TAIPEI — Taiwan has suspended an effort to convince the U.S. government to release a squadron of F-16C/D Block 50/52 fighter jets to cover the downtime of one F-16A/B squadron undergoing lengthy upgrades.
There were hopes the request would snowball into fulfilling a longstanding push to acquire 66 F-16C/D fighters, a U.S. defense industry source said.
Taiwan originally requested 66 F-16C/D fighters from the U.S. government in 2006, but no release has been forthcoming. Taiwan military officials argue the Air Force needs to replace 55 aging Mirage 2000-5 fighters being readied for the boneyard.
Taiwan’s Air Force has a mix of 387 indigenous, French and U.S.-built fighter aircraft: 145 F-16A/Bs, 126 F-CK-1 Ching-kuo Indigenous Defense Fighters (IDFs), 56 Mirage 2000-5s and 40 aging F-5E/Fs.
The service is preparing to retire the F-5s in five years and mothball the Mirage fighters within five to 10 years due to high maintenance costs.

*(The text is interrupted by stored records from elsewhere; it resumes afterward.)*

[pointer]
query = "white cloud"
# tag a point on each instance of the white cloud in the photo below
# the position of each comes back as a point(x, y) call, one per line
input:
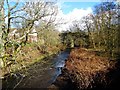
point(75, 15)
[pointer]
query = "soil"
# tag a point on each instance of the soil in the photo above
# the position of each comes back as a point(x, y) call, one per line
point(85, 70)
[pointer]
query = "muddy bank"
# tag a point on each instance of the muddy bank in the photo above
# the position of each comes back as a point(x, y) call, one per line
point(85, 70)
point(40, 75)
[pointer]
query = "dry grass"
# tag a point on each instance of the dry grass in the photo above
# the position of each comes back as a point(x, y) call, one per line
point(86, 68)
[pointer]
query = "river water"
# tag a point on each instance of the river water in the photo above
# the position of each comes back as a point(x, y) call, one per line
point(43, 75)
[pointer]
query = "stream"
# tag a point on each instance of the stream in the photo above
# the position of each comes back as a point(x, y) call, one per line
point(43, 75)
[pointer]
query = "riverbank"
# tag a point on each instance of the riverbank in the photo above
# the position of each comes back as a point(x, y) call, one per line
point(85, 70)
point(40, 74)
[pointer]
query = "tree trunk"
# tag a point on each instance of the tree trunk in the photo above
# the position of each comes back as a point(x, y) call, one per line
point(1, 32)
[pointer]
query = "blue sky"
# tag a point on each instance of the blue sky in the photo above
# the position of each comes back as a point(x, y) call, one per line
point(69, 6)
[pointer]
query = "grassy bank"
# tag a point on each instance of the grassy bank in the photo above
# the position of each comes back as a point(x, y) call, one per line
point(29, 55)
point(87, 70)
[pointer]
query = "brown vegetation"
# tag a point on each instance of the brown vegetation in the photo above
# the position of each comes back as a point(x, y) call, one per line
point(88, 70)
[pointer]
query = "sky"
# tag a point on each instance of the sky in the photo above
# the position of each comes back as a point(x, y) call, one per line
point(74, 11)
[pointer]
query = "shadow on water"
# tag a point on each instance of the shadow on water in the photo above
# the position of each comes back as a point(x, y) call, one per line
point(40, 75)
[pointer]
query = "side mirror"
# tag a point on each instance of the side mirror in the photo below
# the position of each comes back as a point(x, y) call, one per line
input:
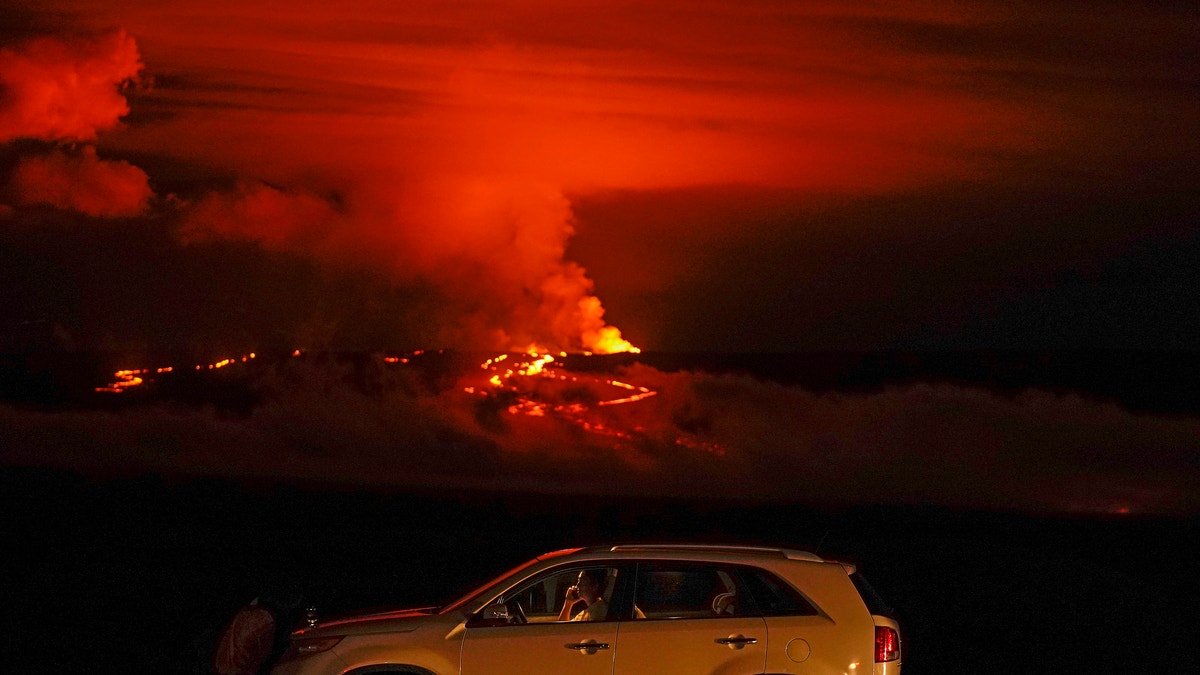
point(498, 611)
point(496, 614)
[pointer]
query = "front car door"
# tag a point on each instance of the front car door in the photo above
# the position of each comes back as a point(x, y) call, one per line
point(690, 617)
point(534, 639)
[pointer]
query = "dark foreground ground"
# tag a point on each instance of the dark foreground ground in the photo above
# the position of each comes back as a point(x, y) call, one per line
point(138, 575)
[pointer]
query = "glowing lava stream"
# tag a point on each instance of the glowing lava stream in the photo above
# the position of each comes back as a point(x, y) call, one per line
point(125, 380)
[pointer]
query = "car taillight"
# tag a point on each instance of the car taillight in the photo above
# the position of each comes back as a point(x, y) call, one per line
point(887, 644)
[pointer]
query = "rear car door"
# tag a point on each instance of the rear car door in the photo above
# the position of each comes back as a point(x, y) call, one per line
point(690, 617)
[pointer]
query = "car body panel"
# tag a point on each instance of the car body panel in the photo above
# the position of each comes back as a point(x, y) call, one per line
point(532, 647)
point(690, 645)
point(837, 639)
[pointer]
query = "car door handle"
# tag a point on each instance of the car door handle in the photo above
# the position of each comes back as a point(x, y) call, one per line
point(737, 641)
point(589, 646)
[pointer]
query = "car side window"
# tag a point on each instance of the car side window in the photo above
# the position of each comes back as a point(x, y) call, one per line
point(541, 599)
point(667, 590)
point(773, 596)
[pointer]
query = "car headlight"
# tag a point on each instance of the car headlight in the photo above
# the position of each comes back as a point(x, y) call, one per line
point(313, 645)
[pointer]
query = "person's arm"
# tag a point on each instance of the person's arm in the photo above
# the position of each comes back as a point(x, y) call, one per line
point(573, 596)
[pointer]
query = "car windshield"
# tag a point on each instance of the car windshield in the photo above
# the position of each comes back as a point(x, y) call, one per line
point(485, 587)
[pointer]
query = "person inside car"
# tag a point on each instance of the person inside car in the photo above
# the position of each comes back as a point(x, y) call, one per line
point(588, 589)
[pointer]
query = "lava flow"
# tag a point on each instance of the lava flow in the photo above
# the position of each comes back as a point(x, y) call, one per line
point(537, 384)
point(126, 380)
point(531, 384)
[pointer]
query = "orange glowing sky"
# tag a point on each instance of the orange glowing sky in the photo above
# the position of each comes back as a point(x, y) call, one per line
point(733, 175)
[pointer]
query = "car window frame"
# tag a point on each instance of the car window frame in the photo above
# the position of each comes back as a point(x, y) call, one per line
point(621, 589)
point(749, 607)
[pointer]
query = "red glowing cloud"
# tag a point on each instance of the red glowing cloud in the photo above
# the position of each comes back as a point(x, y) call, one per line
point(83, 183)
point(65, 90)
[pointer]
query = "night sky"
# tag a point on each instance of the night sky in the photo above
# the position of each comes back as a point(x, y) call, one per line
point(219, 178)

This will reduce the number of fighters to 271 at the same time China is increasing its fighter strength.
A Taiwan defense industry source close to Lockheed Martin said there are still rumors the Ministry of National Defense (MND) might make another push, though “it seems unlikely as there is not a lot of money in the budget for new procurements.”
A U.S. government official said, “I have not even heard this mentioned as a rumor or talk for several years.”

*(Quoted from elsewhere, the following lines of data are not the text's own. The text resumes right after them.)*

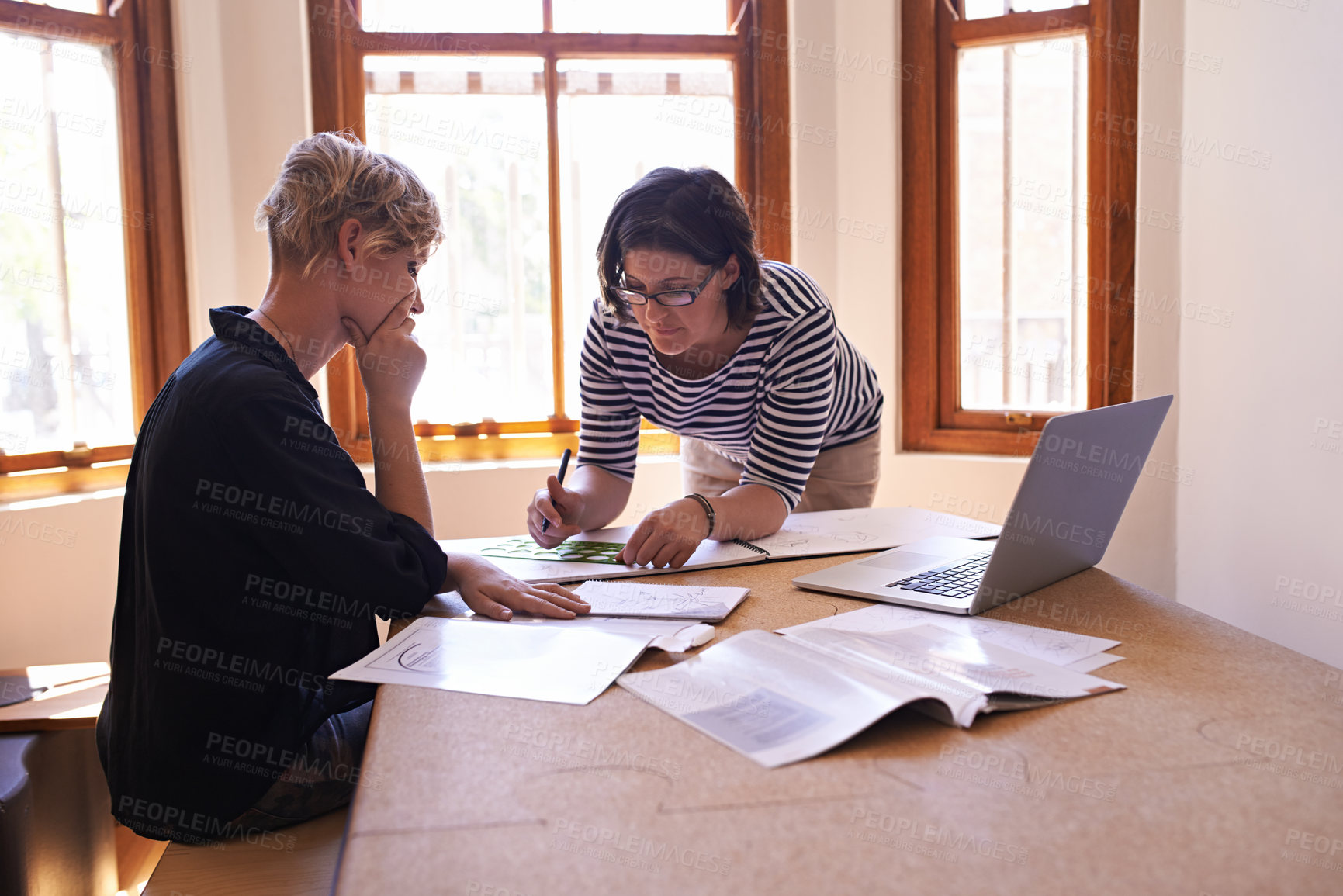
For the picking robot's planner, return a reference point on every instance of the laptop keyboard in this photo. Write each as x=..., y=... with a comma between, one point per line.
x=958, y=579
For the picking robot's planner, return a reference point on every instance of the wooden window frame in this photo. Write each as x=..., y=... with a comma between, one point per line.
x=763, y=159
x=931, y=417
x=140, y=38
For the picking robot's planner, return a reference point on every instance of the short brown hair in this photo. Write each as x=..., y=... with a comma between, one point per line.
x=331, y=178
x=696, y=211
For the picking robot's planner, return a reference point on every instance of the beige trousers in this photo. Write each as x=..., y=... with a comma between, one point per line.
x=843, y=477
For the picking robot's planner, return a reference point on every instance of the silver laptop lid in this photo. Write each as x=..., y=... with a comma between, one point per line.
x=1075, y=490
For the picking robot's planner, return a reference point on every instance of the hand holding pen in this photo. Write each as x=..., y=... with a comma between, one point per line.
x=555, y=510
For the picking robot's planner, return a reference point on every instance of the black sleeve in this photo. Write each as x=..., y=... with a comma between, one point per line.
x=290, y=477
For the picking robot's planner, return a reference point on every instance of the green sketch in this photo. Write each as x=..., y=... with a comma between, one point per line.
x=523, y=548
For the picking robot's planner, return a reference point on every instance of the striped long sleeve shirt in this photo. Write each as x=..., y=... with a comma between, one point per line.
x=794, y=387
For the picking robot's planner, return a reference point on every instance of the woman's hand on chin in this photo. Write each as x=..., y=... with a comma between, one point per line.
x=668, y=536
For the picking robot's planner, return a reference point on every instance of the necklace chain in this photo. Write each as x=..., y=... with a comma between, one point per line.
x=292, y=352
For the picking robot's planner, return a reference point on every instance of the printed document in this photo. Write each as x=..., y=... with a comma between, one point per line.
x=779, y=701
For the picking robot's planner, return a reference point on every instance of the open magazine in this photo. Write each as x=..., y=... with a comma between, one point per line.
x=779, y=701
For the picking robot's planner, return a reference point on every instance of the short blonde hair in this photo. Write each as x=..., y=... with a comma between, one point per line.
x=331, y=178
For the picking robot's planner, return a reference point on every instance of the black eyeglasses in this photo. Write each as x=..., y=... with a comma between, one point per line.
x=668, y=299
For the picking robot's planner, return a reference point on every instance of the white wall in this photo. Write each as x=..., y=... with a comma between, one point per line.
x=1258, y=503
x=1262, y=417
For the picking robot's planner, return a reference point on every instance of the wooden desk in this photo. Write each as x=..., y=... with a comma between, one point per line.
x=73, y=697
x=1177, y=785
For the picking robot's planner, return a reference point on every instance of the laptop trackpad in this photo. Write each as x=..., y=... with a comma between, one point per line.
x=904, y=560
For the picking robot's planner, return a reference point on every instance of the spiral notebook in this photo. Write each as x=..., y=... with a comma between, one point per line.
x=590, y=555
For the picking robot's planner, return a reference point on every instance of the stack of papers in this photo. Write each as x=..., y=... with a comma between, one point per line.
x=1076, y=652
x=779, y=701
x=659, y=600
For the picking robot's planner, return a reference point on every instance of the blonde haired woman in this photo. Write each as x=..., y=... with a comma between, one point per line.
x=253, y=559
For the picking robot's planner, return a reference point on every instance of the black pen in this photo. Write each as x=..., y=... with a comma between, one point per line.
x=564, y=465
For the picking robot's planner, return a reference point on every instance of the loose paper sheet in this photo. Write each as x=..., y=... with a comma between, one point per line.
x=661, y=600
x=1051, y=645
x=781, y=701
x=554, y=660
x=821, y=532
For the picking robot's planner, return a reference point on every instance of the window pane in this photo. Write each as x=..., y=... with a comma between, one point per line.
x=457, y=15
x=990, y=9
x=622, y=16
x=1023, y=225
x=476, y=133
x=621, y=119
x=64, y=358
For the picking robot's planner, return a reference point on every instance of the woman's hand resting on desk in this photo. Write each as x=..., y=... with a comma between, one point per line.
x=668, y=536
x=493, y=593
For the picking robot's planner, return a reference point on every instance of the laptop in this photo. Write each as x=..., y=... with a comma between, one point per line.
x=1067, y=508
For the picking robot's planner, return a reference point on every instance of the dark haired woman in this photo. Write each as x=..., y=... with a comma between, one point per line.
x=739, y=356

A senior Taiwan ministry official told Defense News, “No such discussion is taking place at MND. Our position remains clear and firm in line with official statements made” in the recent Quadrennial Defense Review (QDR) released earlier this month.
The QDR states that Taiwan will acquire or develop next-generation fighters with stealth, air-refueling, long-range and beyond-visual-range engagement capabilities. These aircraft will be equipped with advanced electronic warfare systems and air-launched anti-radiation, land attack and anti-ship missiles.

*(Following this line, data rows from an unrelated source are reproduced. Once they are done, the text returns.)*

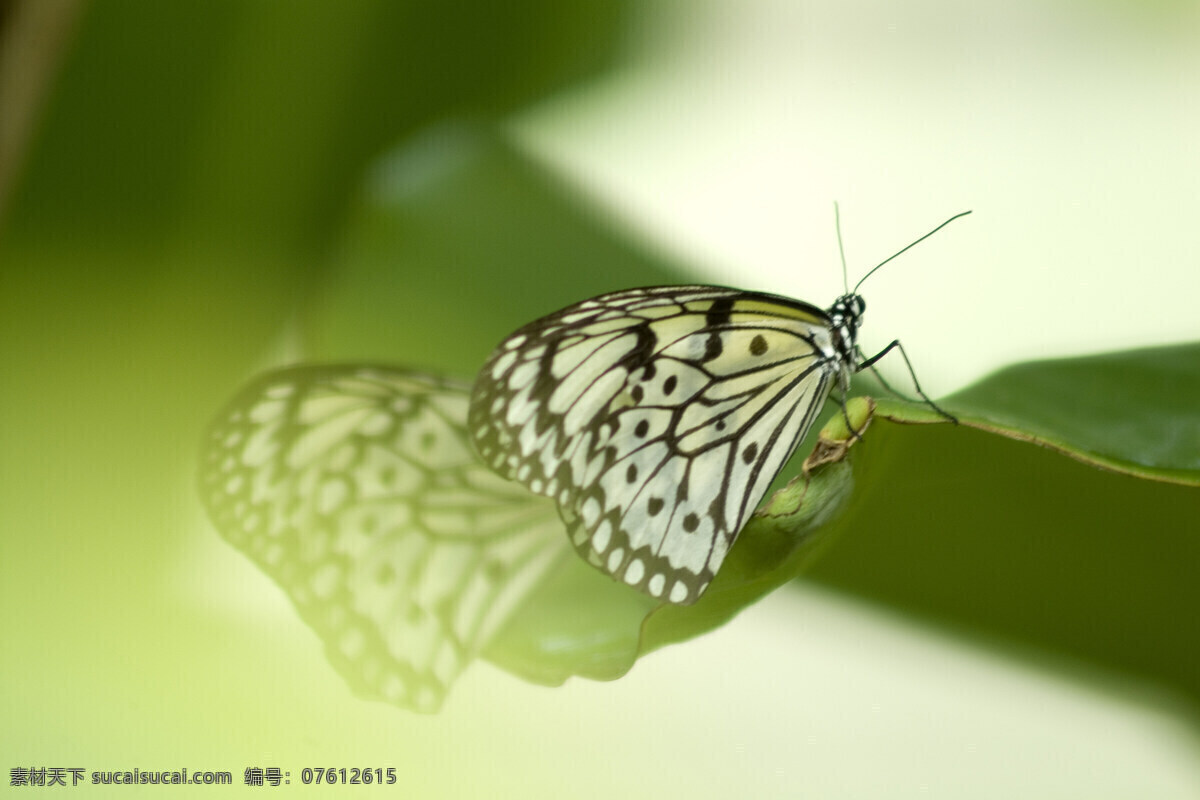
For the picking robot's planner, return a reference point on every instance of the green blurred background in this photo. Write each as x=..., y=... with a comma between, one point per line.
x=195, y=191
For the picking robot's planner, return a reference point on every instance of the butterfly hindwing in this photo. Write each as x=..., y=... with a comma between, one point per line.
x=657, y=419
x=357, y=489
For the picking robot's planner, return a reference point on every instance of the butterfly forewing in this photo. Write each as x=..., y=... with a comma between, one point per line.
x=358, y=491
x=657, y=419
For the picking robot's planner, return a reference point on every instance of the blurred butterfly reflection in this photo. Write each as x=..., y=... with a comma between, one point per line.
x=358, y=491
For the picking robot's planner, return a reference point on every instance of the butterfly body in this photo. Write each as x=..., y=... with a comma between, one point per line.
x=658, y=417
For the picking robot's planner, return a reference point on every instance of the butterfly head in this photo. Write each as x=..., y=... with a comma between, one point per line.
x=845, y=316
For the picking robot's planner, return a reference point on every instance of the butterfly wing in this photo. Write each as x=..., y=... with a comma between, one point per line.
x=355, y=488
x=657, y=419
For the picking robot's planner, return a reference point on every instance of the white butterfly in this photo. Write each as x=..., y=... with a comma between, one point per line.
x=357, y=489
x=658, y=417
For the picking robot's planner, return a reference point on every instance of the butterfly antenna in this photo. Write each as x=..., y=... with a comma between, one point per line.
x=903, y=250
x=841, y=251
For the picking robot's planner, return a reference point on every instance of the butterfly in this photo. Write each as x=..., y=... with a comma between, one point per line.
x=658, y=417
x=355, y=487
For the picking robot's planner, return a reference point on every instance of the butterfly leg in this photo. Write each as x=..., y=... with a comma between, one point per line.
x=869, y=364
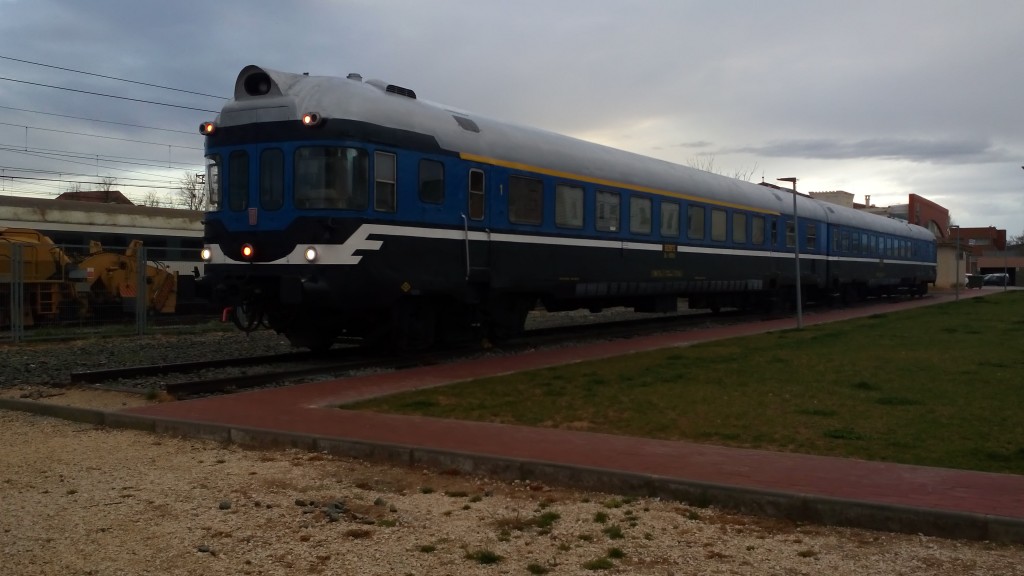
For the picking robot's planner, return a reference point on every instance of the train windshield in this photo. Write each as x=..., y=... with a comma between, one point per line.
x=332, y=177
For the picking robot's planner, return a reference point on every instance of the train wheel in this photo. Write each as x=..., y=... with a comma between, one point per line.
x=506, y=316
x=414, y=324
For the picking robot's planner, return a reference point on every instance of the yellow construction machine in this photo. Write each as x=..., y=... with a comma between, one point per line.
x=59, y=287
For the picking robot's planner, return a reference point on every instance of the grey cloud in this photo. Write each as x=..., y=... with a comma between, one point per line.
x=934, y=151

This is due to Washington’s refusal to sell F-16C/Ds and in part due to China’s recent revelation that it has two new stealth fighter programs, the Chengdu J-20 and Shenyang J-31 fighter.
Taiwan’s state-run Aerospace Industrial Development Corp. is upgrading its fleet of IDFs to carry more weapons, more fuel and reinforced landing gear. Possibly expanding the design into a stealthy fighter has been discussed for years, but with little progress.